You’re reading this at 3 am, aren’t you? It's rough right now, we know. But eventually, baby will sleep longer stretches—usually around 3 months—and may even sleep through the night around 6 months. “The first couple months, you’re going to be tired. There’s not a whole lot you can do about it,” says Kira Ryan, coauthor of The Dream Sleeper: A Three-Part Plan for Getting Your Baby to Love Sleep. So you need to be smart and a little sneaky to get in as much sleep as you can. Try these tactics:
Follow the tried-and-true advice
Sleep when baby is sleeping. You’ve heard it a thousand times, but it works so seriously, follow that old-school adage, says Ryan. If you’ve never been a daytime napper in the past, it's time to become one now.
Feed baby—and skip everything else
The most important thing right now is that baby gets plenty of feedings. Make that your main priority and don’t stress about dealing with the dirty dishes in the sink, responding to the congratulatory emails filling up your inbox or waiting on guests who come to visit baby (trust us, everyone gets it). “I would literally just feed baby and sleep,” says Bumpie Rae S.
The most important thing is that you and your partner pitch in. Come up with a plan for how you’ll do that. Bumpie Natalie C. recommends creating “shifts”—chunks of time when one parent is in charge of getting up with baby, and the other can sleep. “I was pumping every four hours but we were both able to get some uninterrupted sleep, which was very helpful for our mental well-being,” she says.
Call in extra help
Who else can pitch in? Call in a family member or friend or even hire someone, like a night nurse, postpartum doula, maid service or food delivery service. Let them tackle the pile of dirty onesies, the vacuuming or other duties you can outsource so you can get some extra zzz's.

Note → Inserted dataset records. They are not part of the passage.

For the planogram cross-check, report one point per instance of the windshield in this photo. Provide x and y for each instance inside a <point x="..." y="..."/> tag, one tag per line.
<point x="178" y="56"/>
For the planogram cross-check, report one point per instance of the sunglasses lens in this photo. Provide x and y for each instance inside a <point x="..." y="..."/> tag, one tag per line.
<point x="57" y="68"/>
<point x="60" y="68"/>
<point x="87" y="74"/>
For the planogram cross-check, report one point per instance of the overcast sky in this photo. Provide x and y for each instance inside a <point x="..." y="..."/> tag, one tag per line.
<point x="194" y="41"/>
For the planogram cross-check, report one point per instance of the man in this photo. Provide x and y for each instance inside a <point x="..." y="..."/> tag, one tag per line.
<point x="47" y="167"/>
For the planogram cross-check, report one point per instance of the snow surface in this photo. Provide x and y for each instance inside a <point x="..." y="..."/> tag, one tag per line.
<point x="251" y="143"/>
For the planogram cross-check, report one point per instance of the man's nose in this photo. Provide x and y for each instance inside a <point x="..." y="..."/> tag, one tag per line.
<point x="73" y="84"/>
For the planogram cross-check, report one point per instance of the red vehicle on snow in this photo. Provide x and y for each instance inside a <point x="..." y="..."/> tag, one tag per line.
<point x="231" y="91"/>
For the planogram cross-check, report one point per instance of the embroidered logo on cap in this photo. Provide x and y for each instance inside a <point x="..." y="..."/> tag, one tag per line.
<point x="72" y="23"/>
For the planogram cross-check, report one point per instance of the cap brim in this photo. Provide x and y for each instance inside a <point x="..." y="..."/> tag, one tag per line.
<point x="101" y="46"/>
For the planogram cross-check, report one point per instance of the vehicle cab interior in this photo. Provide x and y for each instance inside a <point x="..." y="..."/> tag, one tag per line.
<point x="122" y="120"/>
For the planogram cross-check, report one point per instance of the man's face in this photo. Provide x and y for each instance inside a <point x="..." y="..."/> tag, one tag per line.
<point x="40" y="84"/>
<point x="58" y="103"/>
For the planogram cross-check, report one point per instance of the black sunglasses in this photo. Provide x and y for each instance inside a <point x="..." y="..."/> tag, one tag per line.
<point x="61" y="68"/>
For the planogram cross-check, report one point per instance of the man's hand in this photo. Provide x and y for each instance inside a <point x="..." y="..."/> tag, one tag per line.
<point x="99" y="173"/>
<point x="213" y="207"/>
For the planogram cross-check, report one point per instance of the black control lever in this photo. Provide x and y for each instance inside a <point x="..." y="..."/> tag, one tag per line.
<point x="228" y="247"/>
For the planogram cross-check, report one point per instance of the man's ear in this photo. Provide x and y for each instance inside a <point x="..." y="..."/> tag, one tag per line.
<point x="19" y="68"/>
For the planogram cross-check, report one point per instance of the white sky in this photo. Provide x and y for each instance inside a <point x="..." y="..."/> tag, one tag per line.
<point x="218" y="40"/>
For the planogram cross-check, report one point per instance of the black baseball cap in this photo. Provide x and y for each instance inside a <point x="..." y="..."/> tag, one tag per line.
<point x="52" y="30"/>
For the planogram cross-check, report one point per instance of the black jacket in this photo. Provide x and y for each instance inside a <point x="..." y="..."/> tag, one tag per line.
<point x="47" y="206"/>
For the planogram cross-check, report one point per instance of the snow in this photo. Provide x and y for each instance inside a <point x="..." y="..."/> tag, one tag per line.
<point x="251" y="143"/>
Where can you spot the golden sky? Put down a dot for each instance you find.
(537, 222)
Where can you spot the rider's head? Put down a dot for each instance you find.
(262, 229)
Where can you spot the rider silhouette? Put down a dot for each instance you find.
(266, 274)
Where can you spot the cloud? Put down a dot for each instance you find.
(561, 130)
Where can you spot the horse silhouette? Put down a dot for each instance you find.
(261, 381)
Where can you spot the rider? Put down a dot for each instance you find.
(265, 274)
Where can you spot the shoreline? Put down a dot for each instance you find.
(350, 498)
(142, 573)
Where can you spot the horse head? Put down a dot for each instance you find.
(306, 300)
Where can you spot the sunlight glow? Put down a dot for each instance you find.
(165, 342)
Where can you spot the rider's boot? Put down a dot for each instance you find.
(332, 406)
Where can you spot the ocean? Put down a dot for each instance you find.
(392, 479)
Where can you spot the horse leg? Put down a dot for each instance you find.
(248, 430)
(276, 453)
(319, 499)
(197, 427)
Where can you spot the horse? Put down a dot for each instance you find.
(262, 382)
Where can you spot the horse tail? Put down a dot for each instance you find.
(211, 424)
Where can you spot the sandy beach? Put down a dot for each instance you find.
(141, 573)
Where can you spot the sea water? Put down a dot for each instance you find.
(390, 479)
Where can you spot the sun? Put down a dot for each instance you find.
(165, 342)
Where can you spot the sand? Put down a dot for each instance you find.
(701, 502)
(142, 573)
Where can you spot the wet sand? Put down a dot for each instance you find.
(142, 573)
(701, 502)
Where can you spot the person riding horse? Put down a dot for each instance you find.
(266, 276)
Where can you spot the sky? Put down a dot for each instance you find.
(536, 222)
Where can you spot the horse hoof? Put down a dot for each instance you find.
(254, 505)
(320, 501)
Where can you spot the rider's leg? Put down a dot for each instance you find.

Make nighttime feedings simple
Keep baby in a bassinet by your bed so you’re spending less time wandering the halls and more time snoozing. “My baby woke up like clockwork; 11:45ish and 3,” says Bumpie Ashley K. “I planned for it by going to sleep as soon as she did at night and making sure I already had her bottle and formula by the bed ready to go.”
Create some space
Babies can be pretty loud sleepers—grunting, moving and cooing. If you’re ready to separate a bit from baby at night, start by putting a partition—a shoji screen or a curtain maybe—between the bassinet and your bed, says Ryan.
When you’re ready to move baby into her own room, turn the monitor down to the lowest setting. “A big mistake parents make is putting the monitor right next to their head and jacking it all the way up—every little noise will wake you,” says Ryan. “Even if you turn it down you will still hear your baby cry.”